Breathing Walls
This work was created during Shauna Janssen's Urban Scenography summer field school at Concordia University, 2022.
See statement at the bottom of the page
Breathing Walls
This work was created during Shauna Janssen's Urban Scenography summer field school at Concordia University, 2022.
See statement at the bottom of the page
Peter Gnass’ Fountain was erected in 1984 originally as part of a larger children’s’ play area in Montreal’s Square Viger. While the other play structures were removed in 2000, the fountain and its invitation for playful engagement remain. I imagine the poles in their unfastened verticality as a support structure for a home. Their form mimics both the internal framing of a house and scaffolding which clings to a buildings’ exterior while it is under construction. The fountain’s simple wall-less figure refuses the viewer the ability to decern whether they are inside or outside of the structure as they walk through the maze of poles.

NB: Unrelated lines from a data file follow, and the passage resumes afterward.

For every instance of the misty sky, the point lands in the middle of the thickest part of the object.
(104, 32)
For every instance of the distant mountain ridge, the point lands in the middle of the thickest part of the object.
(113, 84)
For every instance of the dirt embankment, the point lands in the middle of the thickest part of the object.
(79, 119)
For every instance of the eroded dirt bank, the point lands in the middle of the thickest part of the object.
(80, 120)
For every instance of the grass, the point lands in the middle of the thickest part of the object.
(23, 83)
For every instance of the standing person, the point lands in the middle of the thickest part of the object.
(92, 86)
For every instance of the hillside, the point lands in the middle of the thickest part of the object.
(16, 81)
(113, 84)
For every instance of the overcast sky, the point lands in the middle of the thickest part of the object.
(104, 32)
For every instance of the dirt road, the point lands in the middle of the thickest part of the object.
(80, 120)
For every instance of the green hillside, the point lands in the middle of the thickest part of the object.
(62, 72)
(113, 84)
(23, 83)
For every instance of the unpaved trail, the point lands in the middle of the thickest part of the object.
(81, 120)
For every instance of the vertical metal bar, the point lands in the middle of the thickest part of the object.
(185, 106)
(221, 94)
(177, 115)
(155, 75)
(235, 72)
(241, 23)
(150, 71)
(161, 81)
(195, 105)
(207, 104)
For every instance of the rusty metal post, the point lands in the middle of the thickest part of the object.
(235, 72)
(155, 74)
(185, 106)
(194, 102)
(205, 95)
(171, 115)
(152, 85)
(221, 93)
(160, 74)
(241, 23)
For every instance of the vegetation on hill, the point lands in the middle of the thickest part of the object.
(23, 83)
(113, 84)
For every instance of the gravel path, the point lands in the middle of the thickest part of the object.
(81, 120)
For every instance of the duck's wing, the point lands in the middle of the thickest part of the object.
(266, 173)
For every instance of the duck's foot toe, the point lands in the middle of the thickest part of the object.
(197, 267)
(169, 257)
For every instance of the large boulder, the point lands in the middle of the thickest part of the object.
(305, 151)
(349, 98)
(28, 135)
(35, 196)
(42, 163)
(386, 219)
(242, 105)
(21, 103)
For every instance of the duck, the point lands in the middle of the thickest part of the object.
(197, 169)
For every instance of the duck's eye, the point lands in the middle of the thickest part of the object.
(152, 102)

In the mid 1800’s Max von Pettenkofer, a German physician and the self-proclaimed father of experimental hygiene, conceptualized the dwelling as a skin that envelops its inhabitants. It was his life-long project to outfit every home with breathing walls which mimic what was thought to be the respiratory function of the human skin. Thinking about breathing walls I remember the first time I saw the film footage of Martha Graham’s 1930 performance of “Lamentation”. This is a double partner dance though the archives label it as a solo. It is a strange and pensive negotiation between flesh, cloth, and architecture. Graham is encased in a tube of jersey cloth and is seated on an invisible extension of the stage’s black box. The forms created by these three actors are beautiful and unworldly chimeras, body-structures that are at once human, cloth and architecture but also none of these. This performance exaggerates the haptic feedback bodies experience when interacting with their architectural and textile surrounds. It is play without narrative which generates tens of thousands of sculptures in 8 minutes and 13 seconds.
When I first happened upon Gnass’ Fountain I saw a house with no walls, a stage, an invitation for collaboration, a structure waiting to be danced. The Breathing Walls performance documentation captures 4 human bodies at play in the fountain all wrapped in cobalt blue cloth. The procession of bodies weave the fabric between the fountain’s poles creating an architecture which folds into itself, a home which refuse stasis or frontal orientation. A house with no walls is a house where everyone is welcome but that nobody can own. The cloth is in tension between the beams of the fountain and the human bodies creating soft walls for the dancers to lean and push into. At times the dancers become completely enveloped by the opaque cloth and the boundaries between skin, textile, and architecture become obsolete and new body-structures emerge.